Setelah berpamitan kami langsung berangkat menuju Lembok (Rumah Pamanku). Ikie ikut Ebet di motor Honda Verza hitamnya sedangkan aku sendiri dengan mengendarai Honda Supra X125 warna kuning hitam. Hehehe..... kupikir pasti medan jalannya nanti agak waah makanya aku pake motor itu.
            Tak berapa lama akhirnya kami bertiga sampai di rumah Uda Astani di dusun Maso desa Lembok. Baru saja aku menginjakkan kaki di teras rumah, tiba-tiba muncul uda Astani, Ben (Abd Hassan) , dan Saini dengan mengendarai motor. Sepertinya mereka baru saja dari simpang pait. Setelah ku tanya, benar saja uda Astani ternyata baru saja dari simpang pait untuk membeli pancing buat Husaini dan membeli umpan pancing dari pasar.

Dirumah uda Astani kami harus sabar menunggu dulu, karena mereka akan mengisi perut dulu sebelum jalan. Kami bertiga juga sebenarnya ditawari makan bersama dulu namun perut kami sudah diisi full tadi dari rumah. Terpaksa dah “sintap” saja, hehehe........
            “Neh kie sintap dulu, kasih paman ebet itu juga ” Kusodorkan beberapa biji nasi masak pada Ikie dengan maksud ia memberikan juga pada Ebet.
Namun apa yang terjadi, entah apakah karena masih lapar atau rasa biji nasi tersebut sangat lezat, biji nasi masak yang harusnya di berikan juga pada Ebet habis dimakan Ikie.
            “Hahahaha,.......” Aku hanya bisa tertawa.
Sintap memang tradisi di masyarakat Paser yang sudah melekat turun temurun, jika ditawar makan namun kita menolak maka kita diwajibkan untuk sintap dengan cara menyentuhkan nasi pada pipi, tangan atau kaki kita.
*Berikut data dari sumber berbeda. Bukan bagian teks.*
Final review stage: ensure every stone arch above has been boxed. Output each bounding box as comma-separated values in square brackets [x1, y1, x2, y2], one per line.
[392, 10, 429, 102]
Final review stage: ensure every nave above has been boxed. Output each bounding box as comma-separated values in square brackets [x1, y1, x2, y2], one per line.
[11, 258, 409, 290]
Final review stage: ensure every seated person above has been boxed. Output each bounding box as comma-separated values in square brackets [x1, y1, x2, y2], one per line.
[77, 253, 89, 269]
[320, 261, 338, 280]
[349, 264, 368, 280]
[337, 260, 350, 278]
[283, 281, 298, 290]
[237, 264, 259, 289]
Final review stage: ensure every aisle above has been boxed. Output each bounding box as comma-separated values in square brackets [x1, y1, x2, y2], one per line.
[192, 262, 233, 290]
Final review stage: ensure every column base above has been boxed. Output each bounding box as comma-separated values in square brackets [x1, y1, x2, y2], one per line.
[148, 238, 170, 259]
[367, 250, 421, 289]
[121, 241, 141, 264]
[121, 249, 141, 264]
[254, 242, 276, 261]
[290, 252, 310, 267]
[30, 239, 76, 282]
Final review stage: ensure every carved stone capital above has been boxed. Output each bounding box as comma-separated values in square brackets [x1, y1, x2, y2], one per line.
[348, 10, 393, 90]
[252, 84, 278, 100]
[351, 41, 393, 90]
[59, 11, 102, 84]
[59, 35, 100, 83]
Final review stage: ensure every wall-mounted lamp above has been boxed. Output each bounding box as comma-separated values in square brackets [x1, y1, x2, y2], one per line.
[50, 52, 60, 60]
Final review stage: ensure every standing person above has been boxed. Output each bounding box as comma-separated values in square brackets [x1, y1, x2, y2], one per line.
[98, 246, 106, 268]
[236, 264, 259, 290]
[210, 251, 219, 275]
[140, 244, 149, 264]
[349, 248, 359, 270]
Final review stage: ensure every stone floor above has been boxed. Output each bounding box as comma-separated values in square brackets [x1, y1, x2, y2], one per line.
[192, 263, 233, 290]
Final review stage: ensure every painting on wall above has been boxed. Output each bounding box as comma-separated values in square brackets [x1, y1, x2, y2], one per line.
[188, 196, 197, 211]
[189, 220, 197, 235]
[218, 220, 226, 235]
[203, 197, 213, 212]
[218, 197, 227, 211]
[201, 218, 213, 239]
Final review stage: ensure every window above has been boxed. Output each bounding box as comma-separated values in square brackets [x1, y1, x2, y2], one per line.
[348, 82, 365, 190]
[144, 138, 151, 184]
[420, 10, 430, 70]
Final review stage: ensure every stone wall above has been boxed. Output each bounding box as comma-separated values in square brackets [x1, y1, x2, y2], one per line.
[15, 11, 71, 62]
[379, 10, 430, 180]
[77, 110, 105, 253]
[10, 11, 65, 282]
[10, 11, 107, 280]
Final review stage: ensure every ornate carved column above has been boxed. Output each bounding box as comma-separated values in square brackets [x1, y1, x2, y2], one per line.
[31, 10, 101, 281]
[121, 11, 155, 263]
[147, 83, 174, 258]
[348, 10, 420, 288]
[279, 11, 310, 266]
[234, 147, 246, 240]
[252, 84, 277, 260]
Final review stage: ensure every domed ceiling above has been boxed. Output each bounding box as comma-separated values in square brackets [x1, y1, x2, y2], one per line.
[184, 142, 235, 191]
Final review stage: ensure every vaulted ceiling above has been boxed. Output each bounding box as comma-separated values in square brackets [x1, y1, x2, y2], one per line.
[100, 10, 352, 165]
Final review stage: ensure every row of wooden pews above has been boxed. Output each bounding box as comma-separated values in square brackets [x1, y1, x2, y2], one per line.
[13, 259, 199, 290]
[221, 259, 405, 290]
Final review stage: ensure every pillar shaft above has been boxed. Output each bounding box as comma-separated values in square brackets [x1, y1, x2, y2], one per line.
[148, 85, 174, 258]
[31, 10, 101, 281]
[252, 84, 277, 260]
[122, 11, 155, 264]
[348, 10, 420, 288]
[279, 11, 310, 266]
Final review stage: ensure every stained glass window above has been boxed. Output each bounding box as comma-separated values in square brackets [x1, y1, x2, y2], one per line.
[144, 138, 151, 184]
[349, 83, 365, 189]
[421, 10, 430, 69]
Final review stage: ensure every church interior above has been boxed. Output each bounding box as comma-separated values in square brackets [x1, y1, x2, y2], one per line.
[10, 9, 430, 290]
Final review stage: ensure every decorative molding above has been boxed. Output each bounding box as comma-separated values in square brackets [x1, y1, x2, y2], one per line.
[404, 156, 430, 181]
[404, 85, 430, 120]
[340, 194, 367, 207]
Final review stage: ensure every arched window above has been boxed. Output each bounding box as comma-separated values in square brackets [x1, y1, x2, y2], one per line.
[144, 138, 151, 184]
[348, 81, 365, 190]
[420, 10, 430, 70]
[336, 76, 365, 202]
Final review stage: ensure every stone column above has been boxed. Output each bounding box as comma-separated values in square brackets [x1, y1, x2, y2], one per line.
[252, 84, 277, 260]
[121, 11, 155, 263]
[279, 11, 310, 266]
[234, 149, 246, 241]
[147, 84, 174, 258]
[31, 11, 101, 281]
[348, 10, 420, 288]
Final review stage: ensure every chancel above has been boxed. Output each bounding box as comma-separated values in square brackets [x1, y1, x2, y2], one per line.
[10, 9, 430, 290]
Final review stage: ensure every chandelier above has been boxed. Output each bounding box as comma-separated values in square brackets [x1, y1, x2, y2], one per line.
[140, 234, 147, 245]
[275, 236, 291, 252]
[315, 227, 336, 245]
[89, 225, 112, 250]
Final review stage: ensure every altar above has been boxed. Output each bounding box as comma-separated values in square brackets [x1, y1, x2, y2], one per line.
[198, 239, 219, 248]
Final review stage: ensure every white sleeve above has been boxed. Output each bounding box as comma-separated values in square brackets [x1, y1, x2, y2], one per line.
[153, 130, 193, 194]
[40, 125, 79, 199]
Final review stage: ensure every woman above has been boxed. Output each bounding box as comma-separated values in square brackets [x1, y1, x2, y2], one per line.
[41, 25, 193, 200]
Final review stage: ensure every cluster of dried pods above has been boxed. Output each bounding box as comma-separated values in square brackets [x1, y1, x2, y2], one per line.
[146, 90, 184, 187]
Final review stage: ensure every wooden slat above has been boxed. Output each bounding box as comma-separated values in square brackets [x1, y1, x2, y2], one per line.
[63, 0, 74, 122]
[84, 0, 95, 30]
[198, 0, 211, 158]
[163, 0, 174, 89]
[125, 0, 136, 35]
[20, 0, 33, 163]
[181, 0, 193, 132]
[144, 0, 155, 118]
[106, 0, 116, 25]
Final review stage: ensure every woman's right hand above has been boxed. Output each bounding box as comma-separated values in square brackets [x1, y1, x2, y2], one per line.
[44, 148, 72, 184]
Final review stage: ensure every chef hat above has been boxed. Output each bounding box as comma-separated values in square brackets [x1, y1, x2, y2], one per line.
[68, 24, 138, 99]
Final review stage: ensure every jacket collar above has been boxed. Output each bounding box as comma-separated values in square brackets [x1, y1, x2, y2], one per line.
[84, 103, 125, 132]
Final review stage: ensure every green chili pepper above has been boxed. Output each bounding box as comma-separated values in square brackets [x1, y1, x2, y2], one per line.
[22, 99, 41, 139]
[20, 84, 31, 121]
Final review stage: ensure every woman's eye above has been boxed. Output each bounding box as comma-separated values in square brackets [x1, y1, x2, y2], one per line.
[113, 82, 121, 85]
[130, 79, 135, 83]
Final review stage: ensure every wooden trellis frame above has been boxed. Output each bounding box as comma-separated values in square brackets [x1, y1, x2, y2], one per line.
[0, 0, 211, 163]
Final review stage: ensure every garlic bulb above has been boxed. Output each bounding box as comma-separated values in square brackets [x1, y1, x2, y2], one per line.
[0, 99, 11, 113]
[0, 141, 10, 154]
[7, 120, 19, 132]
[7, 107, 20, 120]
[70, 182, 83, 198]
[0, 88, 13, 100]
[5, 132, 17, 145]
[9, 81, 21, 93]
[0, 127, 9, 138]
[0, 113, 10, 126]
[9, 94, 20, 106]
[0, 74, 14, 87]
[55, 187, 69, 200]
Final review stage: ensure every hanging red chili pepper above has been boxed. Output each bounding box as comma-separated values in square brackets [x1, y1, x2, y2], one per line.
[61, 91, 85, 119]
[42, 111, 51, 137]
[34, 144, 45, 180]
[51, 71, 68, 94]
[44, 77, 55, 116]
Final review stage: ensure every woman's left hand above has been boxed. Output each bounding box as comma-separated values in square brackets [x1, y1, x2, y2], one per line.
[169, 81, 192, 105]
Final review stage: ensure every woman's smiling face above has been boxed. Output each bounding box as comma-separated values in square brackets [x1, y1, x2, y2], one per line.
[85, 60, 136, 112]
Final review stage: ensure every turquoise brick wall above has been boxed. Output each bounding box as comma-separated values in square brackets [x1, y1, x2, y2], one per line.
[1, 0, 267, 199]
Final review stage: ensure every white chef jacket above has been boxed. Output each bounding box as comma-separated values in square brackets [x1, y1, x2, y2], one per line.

Jika tidak dilaksanakan dikhawatirkan bisa menyebabkan “tapen” atau istilah umumnya kepohonan. Percaya atau tidaknya tergantung pada individu masing-masing, namun sesungguhnya dibalik sintap itu jelas terselip makna agar kita lebih menghormati tawaran orang lain dan juga menghormati makanan yang ditawarkan pada kita, hal ini sedikit membuang rasa ponggah, sombong kita terhadap orang lain dan juga pada makanan.
            Akhirnya Ebet diambilkan sintap yang baru dan Ikie hanya terlihat nyengir-nyengir saja  karena sadar kelakuannya yang ternyata membuat paman Ebetnya tak mendapat sintap.
Setelah menunggu beberapa saat akhirnya kami benar-benar berangkat menuju tempat memancing. Setelah semua persiapan uda Astani selesai di cek and ricek, akhirnya kami berangkat.
            “Bruuuummm....., Bruuuummm” semangat suara gas motor untuk berangkat.
Uda Astani, Ben, Husaini berangkat dengan satu motor. Kami mengendarai sepeda motor hingga simpang empat Lembok yaitu perempatan jalan yang menjadi lintasan perusahaan. Kami berbelok kearah kanan yang merupakan jalan kearah bawah (daerah pesisir).
Setelah masuk kearah jalan perusahaan tersebut kami berhenti sejenak dipinggir jalan. Kami berhenti karena menunggu uda Astani yang ingin membeli jangkrik untuk umpan ikan sumpit, rencananya Husaini yang ingin memancing ikan sumpit dan katanya umpan yang lumayan top adalah jangrik.
 ( Panah merah : arah ke pelabuhan , panah kuning: arah ke simpang pait )

(menunggu sejenak)

Setelah beberapa menit menunggu akhirnya mereka (Uda Astani, Ben, Husaini) datang dan kami segera melanjutkan perjalanan kami.
Suara deru mesin kendaraan roda dua mengiringi perjalanan kami. Dijalan berbatu yang lumayan mulus dan terawat. Dan tentunya dikanan dan kiri yang selalu berjejer rapi pokok-pokok kelapa sawit yang sudah sangat tinggi menjulang. Sesekali ada rumah warga dan sebuah gentung/kolam besar yang dapat kita lihat dan memberikan kesan tersendiri bagi diriku pribadi. 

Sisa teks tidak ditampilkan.